Now that’s a security breach: England’s entire healthcare data set uploaded to Google servers
March 3, 2014
Who needs a national spy service to track your citizens when you’ve got a national health service?
Healthcare.gov hasn’t been around long enough to replace the NSA, but that’s not the case in Britian with the respective agencies there.
The National Health Service’s plan to share de-identified data with pharma companies was bad and unpopular to begin with.
The UK government’s Health and Social Care Information Centre quietly announced plans to share all patient records held by the National Health Service with private companies, from insurers to pharmaceutical companies. The information sharing is on an opt-out basis, so if you don’t want your “clinical records, mental health consultations, drug addiction rehabilitation details, dsexual health clinic attendance and abortion procedures” shared, along with your “GP records, HS numbers, post-codes, gender, date of birth,” you need to contact your doctor and opt out of the process.
Just a few weeks ago, the NHS decided to delay the program for six months:
…privacy experts have warned there will be no way for the public to work out who has their medical records, or to what use their data will be put. There have been questions raised about commercial companies buying data.
Last week the British government admitted to releasing the data to insurance companies:
… the Health and Social Care Information Centre admitted giving the insurance industry the coded hospital records of millions of patients, pseudonymised, but re-identifiable by anyone with malicious intent. These were crunched by actuaries into tables showing the likelihood of death depending on various features such as age or disease, to help inform insurance premiums.
A prominent Tory MP on the powerful health select committee has questioned how the entire NHS hospital patient database for England was handed over to management consultants who uploaded it to Google servers based outside the UK.
The patient information had been obtained by PA Consulting, which claimed to have secured the “entire start-to-finish HES dataset across all three areas of collection – inpatient, outpatient and A&E”.
The data set was so large it took up 27 DVDs and took a couple of weeks to upload. The management consultants said: “Within two weeks of starting to use the Google tools we were able to produce interactive maps directly from HES queries in seconds.”
The revelations alarmed campaigners and privacy experts, who queried how Google maps could have been used unless some location data had been provided in the patient information files.
And it looked like the obviously re-identifiable data had spread to such a mapping site:
A service offered by a data mapping website was closed down on Monday, as health authorities launched an investigation into the site amid concerns it had apparently acquired millions of identifiable patient records without regulatory scrutiny.
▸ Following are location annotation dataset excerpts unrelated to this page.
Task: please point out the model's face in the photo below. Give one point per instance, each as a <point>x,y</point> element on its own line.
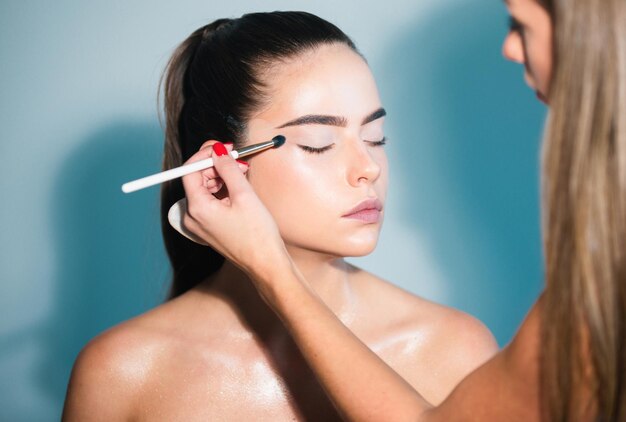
<point>529,42</point>
<point>327,106</point>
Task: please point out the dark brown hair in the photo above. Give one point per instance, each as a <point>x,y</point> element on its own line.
<point>212,85</point>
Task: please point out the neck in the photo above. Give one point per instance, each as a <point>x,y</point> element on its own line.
<point>328,277</point>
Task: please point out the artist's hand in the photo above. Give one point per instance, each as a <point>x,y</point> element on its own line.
<point>224,211</point>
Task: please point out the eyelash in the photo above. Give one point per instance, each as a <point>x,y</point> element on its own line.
<point>313,150</point>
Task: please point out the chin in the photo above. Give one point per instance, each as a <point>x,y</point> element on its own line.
<point>362,248</point>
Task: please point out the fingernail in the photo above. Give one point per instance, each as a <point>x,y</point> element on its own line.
<point>219,149</point>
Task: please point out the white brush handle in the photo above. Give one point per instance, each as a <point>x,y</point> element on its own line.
<point>171,174</point>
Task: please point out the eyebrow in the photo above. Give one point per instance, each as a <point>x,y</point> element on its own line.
<point>340,121</point>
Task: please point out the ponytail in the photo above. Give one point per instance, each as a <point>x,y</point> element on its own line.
<point>211,87</point>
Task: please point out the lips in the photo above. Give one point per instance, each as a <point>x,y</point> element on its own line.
<point>367,211</point>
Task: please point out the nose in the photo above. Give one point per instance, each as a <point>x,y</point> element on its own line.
<point>363,167</point>
<point>512,47</point>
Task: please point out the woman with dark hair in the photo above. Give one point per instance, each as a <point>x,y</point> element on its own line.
<point>216,351</point>
<point>568,360</point>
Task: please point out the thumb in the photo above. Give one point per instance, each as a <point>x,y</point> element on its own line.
<point>228,169</point>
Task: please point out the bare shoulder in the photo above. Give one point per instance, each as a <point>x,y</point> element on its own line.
<point>449,344</point>
<point>112,370</point>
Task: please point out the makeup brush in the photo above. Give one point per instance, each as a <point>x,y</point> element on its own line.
<point>184,170</point>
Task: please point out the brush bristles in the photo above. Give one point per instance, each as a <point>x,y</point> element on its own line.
<point>279,140</point>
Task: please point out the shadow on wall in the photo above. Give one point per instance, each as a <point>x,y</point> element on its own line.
<point>468,131</point>
<point>110,259</point>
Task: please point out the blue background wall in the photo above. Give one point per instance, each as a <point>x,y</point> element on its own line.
<point>78,117</point>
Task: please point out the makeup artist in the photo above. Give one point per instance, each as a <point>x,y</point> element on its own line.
<point>567,362</point>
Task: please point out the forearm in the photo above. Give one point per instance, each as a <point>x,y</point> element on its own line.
<point>361,386</point>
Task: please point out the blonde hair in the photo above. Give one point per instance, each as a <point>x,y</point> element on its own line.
<point>584,188</point>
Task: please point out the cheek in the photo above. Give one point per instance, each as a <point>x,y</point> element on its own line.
<point>295,191</point>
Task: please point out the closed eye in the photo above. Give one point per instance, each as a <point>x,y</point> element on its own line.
<point>378,143</point>
<point>313,150</point>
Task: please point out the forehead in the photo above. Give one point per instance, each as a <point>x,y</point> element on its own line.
<point>330,80</point>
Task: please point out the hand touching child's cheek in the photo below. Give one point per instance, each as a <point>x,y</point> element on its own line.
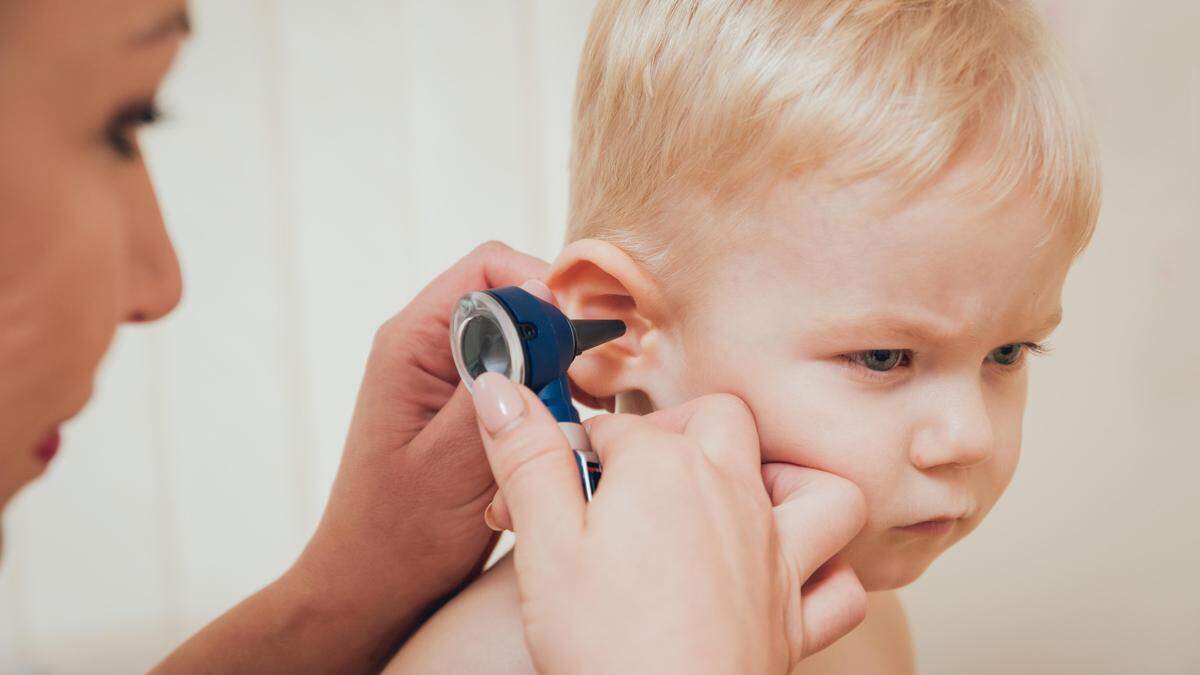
<point>892,351</point>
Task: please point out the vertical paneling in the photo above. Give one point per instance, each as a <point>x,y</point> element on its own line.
<point>223,381</point>
<point>348,198</point>
<point>465,129</point>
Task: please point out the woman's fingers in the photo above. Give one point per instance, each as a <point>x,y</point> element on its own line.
<point>834,603</point>
<point>531,459</point>
<point>816,513</point>
<point>720,424</point>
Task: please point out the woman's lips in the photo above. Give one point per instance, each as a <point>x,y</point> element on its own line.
<point>49,447</point>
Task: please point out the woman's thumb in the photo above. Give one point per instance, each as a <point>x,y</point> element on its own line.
<point>532,461</point>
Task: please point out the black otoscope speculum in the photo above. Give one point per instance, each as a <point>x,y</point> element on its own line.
<point>511,332</point>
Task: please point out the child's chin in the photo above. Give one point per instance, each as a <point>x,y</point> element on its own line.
<point>889,571</point>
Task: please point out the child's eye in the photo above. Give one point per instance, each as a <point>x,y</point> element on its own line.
<point>1011,354</point>
<point>880,360</point>
<point>121,130</point>
<point>1008,354</point>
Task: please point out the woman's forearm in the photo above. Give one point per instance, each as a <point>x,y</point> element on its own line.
<point>292,626</point>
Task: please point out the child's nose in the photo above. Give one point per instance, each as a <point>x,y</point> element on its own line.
<point>960,432</point>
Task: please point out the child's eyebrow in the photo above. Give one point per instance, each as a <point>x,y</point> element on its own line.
<point>907,327</point>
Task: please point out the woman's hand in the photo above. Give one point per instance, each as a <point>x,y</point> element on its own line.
<point>679,563</point>
<point>402,527</point>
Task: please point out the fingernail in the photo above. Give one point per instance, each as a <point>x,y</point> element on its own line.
<point>538,288</point>
<point>490,517</point>
<point>498,402</point>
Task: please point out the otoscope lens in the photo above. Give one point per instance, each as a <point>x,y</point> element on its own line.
<point>484,348</point>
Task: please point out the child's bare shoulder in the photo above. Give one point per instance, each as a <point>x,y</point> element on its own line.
<point>480,632</point>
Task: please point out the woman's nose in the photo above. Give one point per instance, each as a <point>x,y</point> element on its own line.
<point>960,434</point>
<point>154,284</point>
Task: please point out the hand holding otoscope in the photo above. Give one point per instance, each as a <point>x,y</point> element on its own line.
<point>682,563</point>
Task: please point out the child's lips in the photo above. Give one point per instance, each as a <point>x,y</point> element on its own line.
<point>930,527</point>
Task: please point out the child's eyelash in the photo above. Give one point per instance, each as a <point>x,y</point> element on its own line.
<point>1038,347</point>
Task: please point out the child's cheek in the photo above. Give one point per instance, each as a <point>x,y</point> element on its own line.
<point>817,429</point>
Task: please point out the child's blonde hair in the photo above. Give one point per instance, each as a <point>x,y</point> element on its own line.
<point>693,101</point>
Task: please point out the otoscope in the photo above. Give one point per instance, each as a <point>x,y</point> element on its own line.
<point>514,333</point>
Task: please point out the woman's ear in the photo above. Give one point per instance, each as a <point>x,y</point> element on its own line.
<point>593,279</point>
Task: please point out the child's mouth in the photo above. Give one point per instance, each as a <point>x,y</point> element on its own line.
<point>930,527</point>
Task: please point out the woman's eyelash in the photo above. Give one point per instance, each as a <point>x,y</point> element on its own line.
<point>121,132</point>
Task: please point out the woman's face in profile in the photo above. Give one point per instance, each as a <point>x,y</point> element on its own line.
<point>82,242</point>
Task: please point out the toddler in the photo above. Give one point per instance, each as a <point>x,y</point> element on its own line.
<point>857,215</point>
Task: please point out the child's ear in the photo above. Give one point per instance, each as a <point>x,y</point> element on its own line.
<point>593,279</point>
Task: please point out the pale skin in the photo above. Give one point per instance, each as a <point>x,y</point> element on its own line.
<point>821,276</point>
<point>83,249</point>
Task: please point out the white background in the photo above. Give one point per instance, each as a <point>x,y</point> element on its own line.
<point>325,159</point>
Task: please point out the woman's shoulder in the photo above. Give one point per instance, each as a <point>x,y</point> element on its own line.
<point>881,645</point>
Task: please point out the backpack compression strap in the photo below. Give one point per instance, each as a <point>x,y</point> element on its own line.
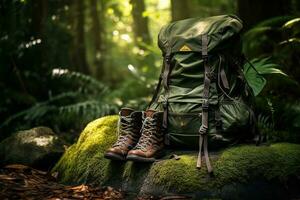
<point>204,127</point>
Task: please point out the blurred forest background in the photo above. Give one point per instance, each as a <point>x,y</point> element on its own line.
<point>64,63</point>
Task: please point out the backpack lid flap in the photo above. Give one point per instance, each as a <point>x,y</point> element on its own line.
<point>185,35</point>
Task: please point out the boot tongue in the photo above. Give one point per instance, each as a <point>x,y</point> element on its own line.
<point>126,111</point>
<point>150,113</point>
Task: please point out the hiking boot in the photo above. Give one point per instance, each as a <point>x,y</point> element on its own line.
<point>129,127</point>
<point>151,142</point>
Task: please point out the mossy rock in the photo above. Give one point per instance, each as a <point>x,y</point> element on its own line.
<point>241,172</point>
<point>38,147</point>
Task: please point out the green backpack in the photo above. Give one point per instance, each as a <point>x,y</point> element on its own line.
<point>202,90</point>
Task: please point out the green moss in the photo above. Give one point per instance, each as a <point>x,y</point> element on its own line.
<point>84,162</point>
<point>239,164</point>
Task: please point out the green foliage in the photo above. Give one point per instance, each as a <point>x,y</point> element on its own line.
<point>73,107</point>
<point>234,165</point>
<point>254,71</point>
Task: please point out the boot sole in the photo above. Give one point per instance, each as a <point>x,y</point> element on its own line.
<point>114,156</point>
<point>136,158</point>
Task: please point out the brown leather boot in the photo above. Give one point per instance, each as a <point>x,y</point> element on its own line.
<point>151,143</point>
<point>129,129</point>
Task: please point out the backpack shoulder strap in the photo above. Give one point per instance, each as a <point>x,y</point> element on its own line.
<point>205,104</point>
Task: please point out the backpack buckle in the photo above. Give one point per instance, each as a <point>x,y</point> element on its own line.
<point>205,105</point>
<point>210,75</point>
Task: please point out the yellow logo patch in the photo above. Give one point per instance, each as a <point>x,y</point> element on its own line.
<point>185,48</point>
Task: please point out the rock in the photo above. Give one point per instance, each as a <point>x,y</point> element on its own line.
<point>38,147</point>
<point>241,172</point>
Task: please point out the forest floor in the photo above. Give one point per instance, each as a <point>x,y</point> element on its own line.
<point>23,182</point>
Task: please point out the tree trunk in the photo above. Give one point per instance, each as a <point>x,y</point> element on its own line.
<point>39,19</point>
<point>254,11</point>
<point>98,32</point>
<point>79,54</point>
<point>140,23</point>
<point>180,9</point>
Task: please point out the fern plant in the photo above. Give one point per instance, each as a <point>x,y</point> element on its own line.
<point>255,70</point>
<point>81,99</point>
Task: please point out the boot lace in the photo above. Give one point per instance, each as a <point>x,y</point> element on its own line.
<point>148,129</point>
<point>125,129</point>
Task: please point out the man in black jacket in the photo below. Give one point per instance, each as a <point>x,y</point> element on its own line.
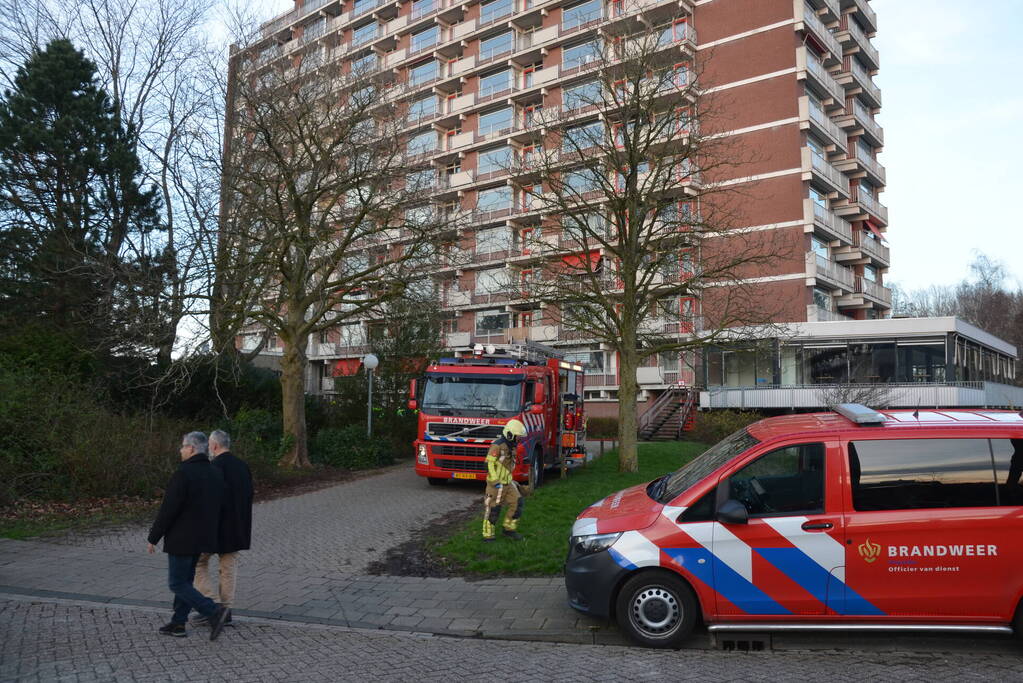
<point>187,522</point>
<point>235,522</point>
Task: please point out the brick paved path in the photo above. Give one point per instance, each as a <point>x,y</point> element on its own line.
<point>43,641</point>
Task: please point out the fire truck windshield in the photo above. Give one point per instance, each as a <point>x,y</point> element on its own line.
<point>476,396</point>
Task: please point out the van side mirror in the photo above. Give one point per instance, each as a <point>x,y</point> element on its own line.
<point>412,403</point>
<point>732,512</point>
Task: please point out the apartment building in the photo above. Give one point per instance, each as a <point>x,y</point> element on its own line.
<point>797,76</point>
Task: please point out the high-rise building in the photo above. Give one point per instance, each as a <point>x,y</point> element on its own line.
<point>797,76</point>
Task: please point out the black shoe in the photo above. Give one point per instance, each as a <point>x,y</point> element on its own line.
<point>176,630</point>
<point>218,620</point>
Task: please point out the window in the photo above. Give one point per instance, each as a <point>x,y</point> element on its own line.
<point>363,34</point>
<point>581,13</point>
<point>582,137</point>
<point>421,143</point>
<point>495,83</point>
<point>493,281</point>
<point>364,64</point>
<point>823,299</point>
<point>495,198</point>
<point>493,10</point>
<point>819,247</point>
<point>496,45</point>
<point>582,180</point>
<point>427,38</point>
<point>917,473</point>
<point>494,160</point>
<point>492,122</point>
<point>491,322</point>
<point>789,481</point>
<point>578,55</point>
<point>423,107</point>
<point>495,239</point>
<point>1008,454</point>
<point>581,94</point>
<point>421,73</point>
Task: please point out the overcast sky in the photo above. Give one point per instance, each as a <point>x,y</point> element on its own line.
<point>950,77</point>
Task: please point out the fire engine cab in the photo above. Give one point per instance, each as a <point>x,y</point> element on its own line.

A Hertfordshire-based online mapping company, Earthware, which offers services including property data, claimed to allow users to locate areas in England where a single individual had gone for specialised treatment.
This whole story proves what The Guardian had pointed out last summer:
… there’s one rule of thumb that should be borne in mind whenever any data-protection proposals are on the table: any time someone speaks of relaxing the rules on sharing data that has been “anonymised” (had identifying information removed) or “pseudonymised” (had identifiers replaced with pseudonyms), you should assume until proven otherwise that he or she is talking rubbish.
Anonymising data is a very, very difficult business. When it comes to anonymising, there are three high-profile failures that get widely cited: AOL’s 2006 release of anonymous search data; the State of Massachusetts’s Group Insurance Commission release of anonymised health records; and Netflix’s 2006 release of 100m video-rental records.
In each case, researchers showed how relatively simple techniques could be used to re-identify the data in these sets, usually picking out the elements of each record that made them unique.